I'm using g++ 4.2.3 on Ubuntu (Hardy) with an Intel E8400 processor and
compared results with icc 10.1.018.
I have noticed two weird things
1° processing time:
with g++ iteration time slowly increases and with icc it doesn't.
Though I use exactly same program, same data and same computer. I did
many tests and this is consistent through all tests.
For instance it starts at 22s per iteration for g++ and icc then g++
code slows down to 24s after 10 iterations and then every two or three
iteration gains one second.
Note that this code is dominated by memory access since I do huge matrix
multiplication (float).
2° possible rounding problem :
at the end of each iteration I update the result matrix with the
following instruction
for( int i = 0; i < n; ++i )
res[i] += err[i] / k[i];
but with this code I loose convergence after a few iterations.

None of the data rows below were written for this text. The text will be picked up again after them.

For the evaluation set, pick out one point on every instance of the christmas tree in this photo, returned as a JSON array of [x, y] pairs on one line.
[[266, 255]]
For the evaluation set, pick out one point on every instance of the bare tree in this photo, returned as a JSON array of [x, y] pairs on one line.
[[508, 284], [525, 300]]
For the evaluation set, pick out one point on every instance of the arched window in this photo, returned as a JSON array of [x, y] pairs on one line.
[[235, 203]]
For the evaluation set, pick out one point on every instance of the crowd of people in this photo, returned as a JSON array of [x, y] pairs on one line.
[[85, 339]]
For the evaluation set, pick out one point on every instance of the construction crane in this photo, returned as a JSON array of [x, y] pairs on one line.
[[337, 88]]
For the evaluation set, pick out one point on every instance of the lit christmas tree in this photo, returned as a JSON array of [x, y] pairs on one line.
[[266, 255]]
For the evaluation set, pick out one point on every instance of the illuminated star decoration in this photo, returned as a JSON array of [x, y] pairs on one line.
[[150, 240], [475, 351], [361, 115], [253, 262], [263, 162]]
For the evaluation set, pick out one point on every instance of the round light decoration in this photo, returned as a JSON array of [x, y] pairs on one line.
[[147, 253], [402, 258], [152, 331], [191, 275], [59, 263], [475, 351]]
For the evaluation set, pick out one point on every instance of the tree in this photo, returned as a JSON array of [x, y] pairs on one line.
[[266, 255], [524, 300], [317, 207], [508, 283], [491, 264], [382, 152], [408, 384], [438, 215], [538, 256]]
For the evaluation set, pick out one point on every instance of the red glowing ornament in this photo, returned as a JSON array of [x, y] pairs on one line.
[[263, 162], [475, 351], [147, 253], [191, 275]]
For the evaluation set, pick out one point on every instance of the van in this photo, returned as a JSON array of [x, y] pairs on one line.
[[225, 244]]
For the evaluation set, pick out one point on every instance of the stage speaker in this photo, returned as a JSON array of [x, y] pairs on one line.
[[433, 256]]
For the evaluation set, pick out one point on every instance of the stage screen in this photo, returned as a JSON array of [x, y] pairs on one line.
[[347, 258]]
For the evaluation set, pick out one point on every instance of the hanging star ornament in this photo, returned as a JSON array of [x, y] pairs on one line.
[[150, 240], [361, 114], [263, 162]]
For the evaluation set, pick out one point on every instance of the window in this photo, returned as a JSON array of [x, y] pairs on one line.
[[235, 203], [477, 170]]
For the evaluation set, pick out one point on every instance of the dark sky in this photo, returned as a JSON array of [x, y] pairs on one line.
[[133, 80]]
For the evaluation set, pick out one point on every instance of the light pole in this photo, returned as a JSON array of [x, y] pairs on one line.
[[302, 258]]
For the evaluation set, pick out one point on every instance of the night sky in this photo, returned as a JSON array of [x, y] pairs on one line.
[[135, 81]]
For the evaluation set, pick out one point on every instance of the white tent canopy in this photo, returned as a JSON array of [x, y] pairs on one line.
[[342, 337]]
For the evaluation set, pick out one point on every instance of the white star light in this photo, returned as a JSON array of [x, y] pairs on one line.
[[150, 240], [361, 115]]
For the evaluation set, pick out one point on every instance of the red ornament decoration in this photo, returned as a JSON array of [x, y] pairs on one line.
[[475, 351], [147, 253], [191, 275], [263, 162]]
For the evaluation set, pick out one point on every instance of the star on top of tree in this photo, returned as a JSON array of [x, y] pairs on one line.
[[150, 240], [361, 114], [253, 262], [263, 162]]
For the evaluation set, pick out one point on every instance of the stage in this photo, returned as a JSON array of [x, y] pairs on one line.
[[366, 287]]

When changine this code to this
for( int i = 0; i < n; ++i )
{
err[i] /= k[i];
res[i] += err[i];
}
or this
for( int i = 0; i < n; ++i )
err[i] /= k[i];
for( int i = 0; i < n; ++i )
res[i] += err[i];
The program converges nicely without problem.
I saw the same problem with this type of result update code too
for( int i = 0; i < n; ++i )
res[i] *= err[i] / k[i];
I checked with -O2 and -O3 and same effect.
I tested on another processor (Xeon quadcore E5345) with g++ and icc,
same behavior.
I want to understand what is going on here because it is a vicious
"feature". I spent weeks trying to figure out why the program wouldn't
converge until I split the instruction to check intermediate results.
Could this be due to a rounding "feature" ?
BTW I would like to report that code compiled with g++ 4.2.3 is 25%
faster than code compiled with g++ 3.4.6 and that there is now no
significant difference with icc (regarding my code). Congratulation.